# Voodoo Sound coming to Strat?



## acousticguitar (Mar 16, 2012)

Just wondering if there was anyone wokring on getting Voodoo Sound on the Strat, or if the paid app works. Really want to get my hands on something that sounds better than the current settings on the Strat.


----------



## dwitherell (Jul 23, 2011)

acousticguitar said:


> Just wondering if there was anyone wokring on getting Voodoo Sound on the Strat, or if the paid app works. Really want to get my hands on something that sounds better than the current settings on the Strat.

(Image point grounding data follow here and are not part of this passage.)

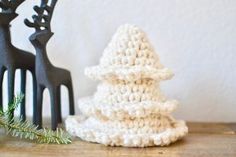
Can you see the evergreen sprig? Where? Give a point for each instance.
(24, 129)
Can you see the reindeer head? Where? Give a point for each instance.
(41, 23)
(8, 10)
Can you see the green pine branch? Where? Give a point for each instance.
(24, 129)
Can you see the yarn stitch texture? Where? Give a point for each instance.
(128, 108)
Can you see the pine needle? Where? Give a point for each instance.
(24, 129)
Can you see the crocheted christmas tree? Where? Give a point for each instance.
(128, 108)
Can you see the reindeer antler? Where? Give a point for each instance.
(10, 6)
(43, 17)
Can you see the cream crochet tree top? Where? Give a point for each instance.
(128, 108)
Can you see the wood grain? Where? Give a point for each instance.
(204, 140)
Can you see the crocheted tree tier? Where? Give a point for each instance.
(120, 111)
(128, 73)
(130, 92)
(152, 131)
(128, 108)
(129, 56)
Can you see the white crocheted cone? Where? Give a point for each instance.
(128, 108)
(129, 56)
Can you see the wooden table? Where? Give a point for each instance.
(204, 140)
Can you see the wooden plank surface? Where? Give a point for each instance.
(204, 140)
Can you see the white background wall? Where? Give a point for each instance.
(194, 38)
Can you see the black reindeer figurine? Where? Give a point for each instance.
(47, 75)
(12, 58)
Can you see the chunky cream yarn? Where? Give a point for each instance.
(128, 108)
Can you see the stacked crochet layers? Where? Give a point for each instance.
(128, 108)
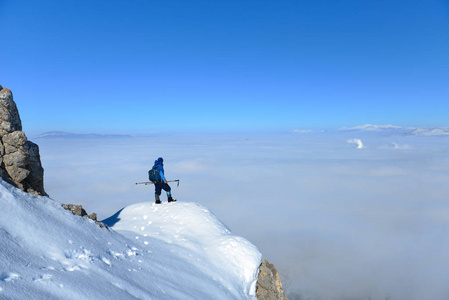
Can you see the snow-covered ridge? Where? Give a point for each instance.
(171, 251)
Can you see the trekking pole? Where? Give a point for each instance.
(151, 182)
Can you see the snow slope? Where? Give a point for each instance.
(170, 251)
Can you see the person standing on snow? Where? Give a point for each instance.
(161, 184)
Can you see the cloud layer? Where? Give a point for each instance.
(337, 222)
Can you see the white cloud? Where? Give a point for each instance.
(316, 209)
(356, 141)
(430, 131)
(371, 127)
(305, 131)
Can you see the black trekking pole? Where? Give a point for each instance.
(151, 182)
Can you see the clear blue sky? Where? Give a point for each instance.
(141, 65)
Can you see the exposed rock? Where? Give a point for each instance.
(20, 163)
(78, 210)
(269, 286)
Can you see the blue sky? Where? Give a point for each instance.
(140, 66)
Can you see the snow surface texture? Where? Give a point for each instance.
(170, 251)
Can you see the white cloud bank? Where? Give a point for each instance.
(337, 223)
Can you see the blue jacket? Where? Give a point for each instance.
(160, 166)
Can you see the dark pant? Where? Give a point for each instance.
(162, 186)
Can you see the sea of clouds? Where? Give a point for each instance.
(349, 214)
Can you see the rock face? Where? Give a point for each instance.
(78, 210)
(20, 163)
(269, 286)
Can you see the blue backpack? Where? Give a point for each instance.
(154, 175)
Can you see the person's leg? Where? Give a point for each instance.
(157, 192)
(167, 188)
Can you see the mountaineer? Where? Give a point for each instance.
(157, 176)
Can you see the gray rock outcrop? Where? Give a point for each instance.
(78, 210)
(20, 163)
(269, 286)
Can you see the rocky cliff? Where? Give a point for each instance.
(269, 286)
(20, 163)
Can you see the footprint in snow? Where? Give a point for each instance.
(44, 277)
(10, 276)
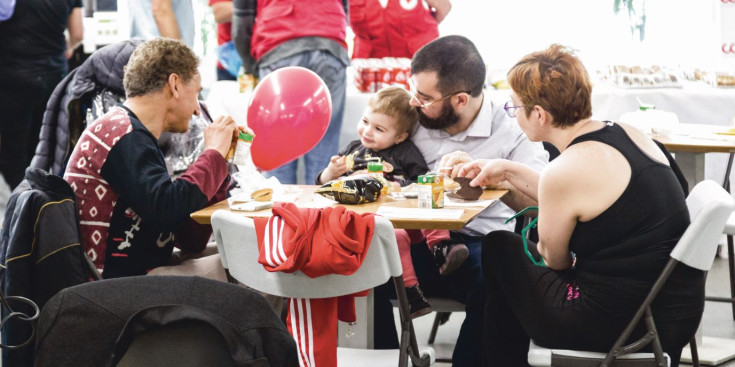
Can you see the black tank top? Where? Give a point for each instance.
(622, 251)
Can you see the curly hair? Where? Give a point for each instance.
(457, 63)
(556, 80)
(153, 61)
(395, 102)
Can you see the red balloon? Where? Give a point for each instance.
(289, 112)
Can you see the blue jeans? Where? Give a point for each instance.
(332, 71)
(464, 285)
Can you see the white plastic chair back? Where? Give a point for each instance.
(709, 208)
(238, 249)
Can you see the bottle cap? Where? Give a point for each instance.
(245, 136)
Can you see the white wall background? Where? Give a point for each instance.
(678, 32)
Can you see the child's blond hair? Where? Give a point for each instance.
(395, 102)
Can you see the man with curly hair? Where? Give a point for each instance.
(132, 214)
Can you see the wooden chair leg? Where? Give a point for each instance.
(731, 265)
(435, 327)
(693, 350)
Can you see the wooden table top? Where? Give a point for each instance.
(695, 138)
(204, 216)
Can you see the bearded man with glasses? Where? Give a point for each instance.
(457, 123)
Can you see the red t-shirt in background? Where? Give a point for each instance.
(224, 30)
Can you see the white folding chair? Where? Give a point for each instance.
(709, 208)
(238, 249)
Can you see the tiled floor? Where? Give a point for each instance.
(718, 318)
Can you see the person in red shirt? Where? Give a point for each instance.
(394, 28)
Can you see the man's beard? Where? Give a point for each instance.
(446, 118)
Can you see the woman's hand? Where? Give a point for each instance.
(484, 172)
(451, 163)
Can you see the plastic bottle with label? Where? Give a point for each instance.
(89, 118)
(242, 157)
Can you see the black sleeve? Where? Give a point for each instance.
(135, 169)
(412, 161)
(243, 19)
(349, 148)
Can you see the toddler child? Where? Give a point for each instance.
(383, 133)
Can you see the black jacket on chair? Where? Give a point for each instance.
(40, 251)
(63, 119)
(93, 324)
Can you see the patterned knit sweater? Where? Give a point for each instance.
(132, 214)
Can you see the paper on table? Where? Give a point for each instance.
(393, 212)
(316, 201)
(448, 201)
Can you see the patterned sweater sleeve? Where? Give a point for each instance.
(136, 170)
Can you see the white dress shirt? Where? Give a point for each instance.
(492, 135)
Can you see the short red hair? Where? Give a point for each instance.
(555, 80)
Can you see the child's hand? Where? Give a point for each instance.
(335, 169)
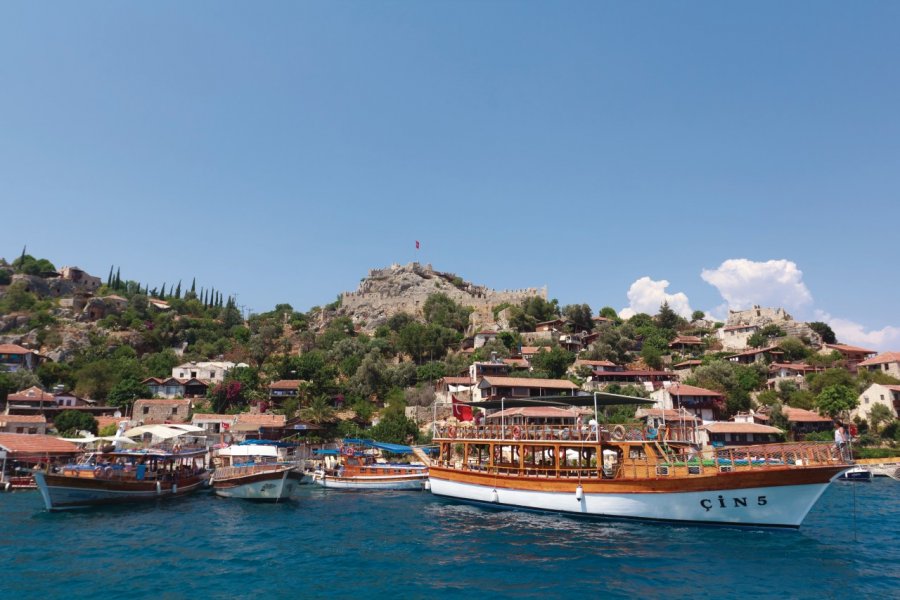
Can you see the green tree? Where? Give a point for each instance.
(69, 422)
(580, 316)
(439, 309)
(836, 399)
(554, 362)
(125, 392)
(878, 414)
(824, 330)
(667, 318)
(318, 412)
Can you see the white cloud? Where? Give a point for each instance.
(646, 296)
(850, 332)
(744, 282)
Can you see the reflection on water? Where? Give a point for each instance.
(329, 543)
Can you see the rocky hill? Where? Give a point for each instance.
(404, 288)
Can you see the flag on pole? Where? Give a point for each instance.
(461, 411)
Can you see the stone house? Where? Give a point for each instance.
(700, 402)
(886, 362)
(211, 371)
(852, 355)
(886, 395)
(161, 410)
(494, 388)
(80, 279)
(31, 424)
(15, 358)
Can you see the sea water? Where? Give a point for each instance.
(343, 544)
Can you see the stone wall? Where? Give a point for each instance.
(405, 288)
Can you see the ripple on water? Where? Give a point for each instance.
(328, 543)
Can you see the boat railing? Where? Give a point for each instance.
(588, 433)
(686, 463)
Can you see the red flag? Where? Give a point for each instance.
(461, 411)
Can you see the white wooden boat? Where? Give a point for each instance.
(633, 476)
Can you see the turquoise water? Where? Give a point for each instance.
(412, 545)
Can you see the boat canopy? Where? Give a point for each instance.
(163, 432)
(250, 450)
(588, 400)
(393, 448)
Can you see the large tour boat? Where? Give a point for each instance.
(355, 466)
(127, 475)
(627, 471)
(253, 471)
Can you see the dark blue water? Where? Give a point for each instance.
(412, 545)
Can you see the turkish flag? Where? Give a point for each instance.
(461, 411)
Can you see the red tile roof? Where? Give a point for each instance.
(285, 384)
(35, 445)
(731, 427)
(4, 419)
(13, 349)
(594, 363)
(528, 382)
(884, 357)
(800, 415)
(688, 363)
(32, 393)
(846, 348)
(680, 389)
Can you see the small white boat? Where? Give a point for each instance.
(253, 472)
(358, 469)
(857, 473)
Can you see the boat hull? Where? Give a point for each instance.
(61, 492)
(269, 486)
(407, 482)
(758, 501)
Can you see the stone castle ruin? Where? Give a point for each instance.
(742, 324)
(404, 288)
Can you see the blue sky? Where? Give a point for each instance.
(740, 152)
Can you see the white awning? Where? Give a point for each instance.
(250, 450)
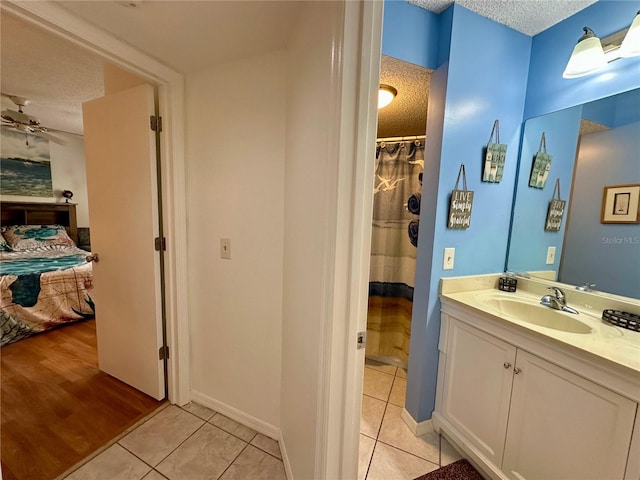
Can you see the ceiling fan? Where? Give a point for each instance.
(18, 120)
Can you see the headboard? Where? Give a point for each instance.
(33, 213)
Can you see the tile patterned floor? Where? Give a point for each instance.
(388, 449)
(196, 443)
(192, 442)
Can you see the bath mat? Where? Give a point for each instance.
(460, 470)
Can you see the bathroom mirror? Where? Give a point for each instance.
(593, 146)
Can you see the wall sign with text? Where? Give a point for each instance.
(460, 204)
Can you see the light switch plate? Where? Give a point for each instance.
(551, 255)
(225, 248)
(449, 256)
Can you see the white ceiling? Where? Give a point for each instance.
(186, 35)
(527, 16)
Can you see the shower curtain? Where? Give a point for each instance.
(396, 206)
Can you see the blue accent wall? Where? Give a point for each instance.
(548, 91)
(410, 33)
(483, 80)
(529, 240)
(484, 71)
(612, 250)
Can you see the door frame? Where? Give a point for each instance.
(58, 21)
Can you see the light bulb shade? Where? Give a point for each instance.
(631, 44)
(587, 56)
(386, 94)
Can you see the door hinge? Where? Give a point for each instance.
(163, 353)
(362, 340)
(160, 244)
(156, 123)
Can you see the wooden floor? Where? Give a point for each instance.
(56, 406)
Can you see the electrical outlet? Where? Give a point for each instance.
(551, 255)
(449, 255)
(225, 248)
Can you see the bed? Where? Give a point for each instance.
(45, 279)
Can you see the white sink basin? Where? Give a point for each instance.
(538, 315)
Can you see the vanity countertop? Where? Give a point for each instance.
(606, 341)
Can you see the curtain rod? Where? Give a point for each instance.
(401, 139)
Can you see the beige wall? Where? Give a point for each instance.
(235, 189)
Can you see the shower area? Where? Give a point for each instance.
(399, 166)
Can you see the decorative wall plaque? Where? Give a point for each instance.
(460, 204)
(556, 210)
(541, 165)
(494, 157)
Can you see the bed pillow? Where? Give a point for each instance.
(25, 237)
(4, 246)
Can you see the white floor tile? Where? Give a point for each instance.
(371, 417)
(267, 444)
(115, 463)
(365, 452)
(389, 463)
(153, 475)
(199, 410)
(396, 433)
(233, 427)
(381, 367)
(161, 434)
(206, 454)
(398, 391)
(448, 453)
(254, 464)
(377, 384)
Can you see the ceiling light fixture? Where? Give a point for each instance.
(591, 54)
(386, 94)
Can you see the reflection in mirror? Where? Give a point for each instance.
(593, 146)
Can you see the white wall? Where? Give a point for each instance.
(67, 173)
(310, 190)
(235, 189)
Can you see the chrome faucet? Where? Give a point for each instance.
(557, 301)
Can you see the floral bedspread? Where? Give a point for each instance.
(43, 288)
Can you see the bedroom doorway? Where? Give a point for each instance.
(122, 181)
(136, 407)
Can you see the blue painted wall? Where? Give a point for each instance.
(529, 240)
(548, 91)
(410, 33)
(613, 250)
(463, 104)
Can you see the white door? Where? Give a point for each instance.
(123, 208)
(477, 387)
(564, 426)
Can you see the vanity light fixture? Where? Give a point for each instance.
(631, 44)
(386, 94)
(587, 56)
(591, 54)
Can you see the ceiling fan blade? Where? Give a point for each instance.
(49, 137)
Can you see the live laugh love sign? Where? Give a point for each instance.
(461, 203)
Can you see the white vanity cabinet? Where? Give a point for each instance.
(519, 416)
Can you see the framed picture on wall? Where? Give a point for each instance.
(620, 204)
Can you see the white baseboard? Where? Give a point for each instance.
(418, 429)
(258, 425)
(239, 416)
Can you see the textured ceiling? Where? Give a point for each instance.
(407, 114)
(54, 75)
(527, 16)
(191, 35)
(57, 76)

I'm pretty sure this is in rhcps kernel - once you flash that you just need to grab the voodoo sound app from the market.


----------



## acousticguitar (Mar 16, 2012)

Great, thanks. Wasn't sure, so felt I should ask!


----------



## redwizard69 (Feb 26, 2012)

acousticguitar said:


> Great, thanks. Wasn't sure, so felt I should ask!


 Use POWERAMP...it absolutely rocks my Strat


----------



## striker1211 (Mar 1, 2012)

dwitherell said:


> I'm pretty sure this is in rhcps kernel - once you flash that you just need to grab the voodoo sound app from the market.


I would just like to confirm that yes it is in the rhcp kernel (in tweakstock 1.4) and works great.


----------